Steps to be completed for this task:

Edit: this need not remain a Bash script. It could be converted to another language (such as a standalone PHP script) if that seems better.

Event Timeline

Using the suggestions from Bill in the task, I considered an extension of the script from the structure of extension development of rest endpoints;

  1. Using the reading list file structure, the goal was to implement the script such that it reads from a file(usually, extension.json or any json file indicated, the rest routes that are listed)

The assumption was that for any services, the routes will be defined in a particular file, using the same format, hence, we can access that file, get the route and also the method to make the call.

  1. I I thought to keep it a bash script also because I was thinking of it's possible use case outside php services since we have other services that may not be php.

@codebug why on your personal github and not in gerrit or gitlab?

@FJoseph-WMF the last checkbox had said my personal github was fine to start with, that's why. should I move it?

My bad. I didn't read the description. Go with what the ticket says.

@codebug , I see you've made progress on this.

Here is the current version of Aaron's original script, as I have modified it for testing Reading Lists:
https://gist.github.com/bpirkle/add6448c1a9dd6795cfb2ed09ef9139c

How would I split out the reading-list-specific calls into a separate file using what you've done?

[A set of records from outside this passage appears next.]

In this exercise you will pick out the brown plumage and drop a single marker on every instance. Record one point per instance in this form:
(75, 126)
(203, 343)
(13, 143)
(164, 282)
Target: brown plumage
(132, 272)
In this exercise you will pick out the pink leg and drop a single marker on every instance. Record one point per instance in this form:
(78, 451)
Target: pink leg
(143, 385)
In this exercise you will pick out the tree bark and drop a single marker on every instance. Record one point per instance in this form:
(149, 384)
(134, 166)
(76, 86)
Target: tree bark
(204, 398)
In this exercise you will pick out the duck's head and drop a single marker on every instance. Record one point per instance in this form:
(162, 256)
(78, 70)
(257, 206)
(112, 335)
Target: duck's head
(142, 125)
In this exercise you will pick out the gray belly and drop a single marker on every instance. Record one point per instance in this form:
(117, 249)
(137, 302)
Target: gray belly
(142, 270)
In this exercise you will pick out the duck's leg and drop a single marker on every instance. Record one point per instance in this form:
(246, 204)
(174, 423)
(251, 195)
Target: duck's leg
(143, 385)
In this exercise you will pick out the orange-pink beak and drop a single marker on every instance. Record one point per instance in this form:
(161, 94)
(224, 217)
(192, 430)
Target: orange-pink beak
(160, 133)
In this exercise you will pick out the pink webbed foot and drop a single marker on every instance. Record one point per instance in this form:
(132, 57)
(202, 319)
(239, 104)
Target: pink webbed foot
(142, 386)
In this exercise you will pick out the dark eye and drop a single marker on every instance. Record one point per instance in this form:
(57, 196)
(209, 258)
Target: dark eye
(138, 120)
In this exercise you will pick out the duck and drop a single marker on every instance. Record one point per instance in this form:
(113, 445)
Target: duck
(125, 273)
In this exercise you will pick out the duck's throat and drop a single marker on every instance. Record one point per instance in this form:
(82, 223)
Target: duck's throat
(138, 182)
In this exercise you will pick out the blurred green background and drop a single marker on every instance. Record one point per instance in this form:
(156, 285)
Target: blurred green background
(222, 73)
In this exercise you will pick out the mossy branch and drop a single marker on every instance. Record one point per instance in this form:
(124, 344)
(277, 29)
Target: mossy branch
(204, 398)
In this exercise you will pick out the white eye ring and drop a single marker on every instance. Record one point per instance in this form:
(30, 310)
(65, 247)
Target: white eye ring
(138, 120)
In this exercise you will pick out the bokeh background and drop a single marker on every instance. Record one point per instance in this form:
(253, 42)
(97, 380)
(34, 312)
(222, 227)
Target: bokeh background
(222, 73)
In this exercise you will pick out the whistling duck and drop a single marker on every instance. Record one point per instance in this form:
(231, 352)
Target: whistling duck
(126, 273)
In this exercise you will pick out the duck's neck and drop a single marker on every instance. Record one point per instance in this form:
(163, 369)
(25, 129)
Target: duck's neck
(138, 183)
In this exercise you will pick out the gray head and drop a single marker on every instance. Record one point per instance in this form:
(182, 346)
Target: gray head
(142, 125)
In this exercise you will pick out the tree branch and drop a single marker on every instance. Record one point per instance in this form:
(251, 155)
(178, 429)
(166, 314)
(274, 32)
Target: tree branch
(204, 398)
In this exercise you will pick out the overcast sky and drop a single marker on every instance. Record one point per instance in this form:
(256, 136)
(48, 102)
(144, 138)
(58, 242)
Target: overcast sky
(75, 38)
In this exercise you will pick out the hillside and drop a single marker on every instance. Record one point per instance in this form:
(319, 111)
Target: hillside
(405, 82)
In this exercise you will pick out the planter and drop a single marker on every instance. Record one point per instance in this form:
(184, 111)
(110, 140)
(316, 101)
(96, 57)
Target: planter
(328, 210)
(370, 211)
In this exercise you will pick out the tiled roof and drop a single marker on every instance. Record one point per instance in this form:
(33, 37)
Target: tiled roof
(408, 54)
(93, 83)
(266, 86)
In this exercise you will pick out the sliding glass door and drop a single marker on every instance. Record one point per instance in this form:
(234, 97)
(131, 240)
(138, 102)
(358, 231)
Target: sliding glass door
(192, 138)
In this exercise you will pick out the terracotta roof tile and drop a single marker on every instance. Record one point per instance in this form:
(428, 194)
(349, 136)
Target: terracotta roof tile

Can you post (anywhere that's convenient) a working example that I could use? To try it out yourself on your own local MediaWiki dev environment before posting, you'll want this work-in-progress patch with the latest Reading Lists changes:
https://gerrit.wikimedia.org/r/c/mediawiki/extensions/ReadingLists/+/988736

If you don't pull that patch into your local, you won't have the new endpoints and the script will fail. I'd suggest:

  1. pull the patch with the new endpoints
  2. run the script from my github to confirm it executes happily (just make sure there are no 404s, exceptions thrown or any other major failures)
  3. move my calls into a separate file that executes via your modified version of the script
  4. post the results

Note that the calls are dependent - there's a read on line 74 in which you need to enter the id of the list created by the previous call for use in the next call.

We completed this testing in other ways, and now have different ideas about a generic testing mechanism.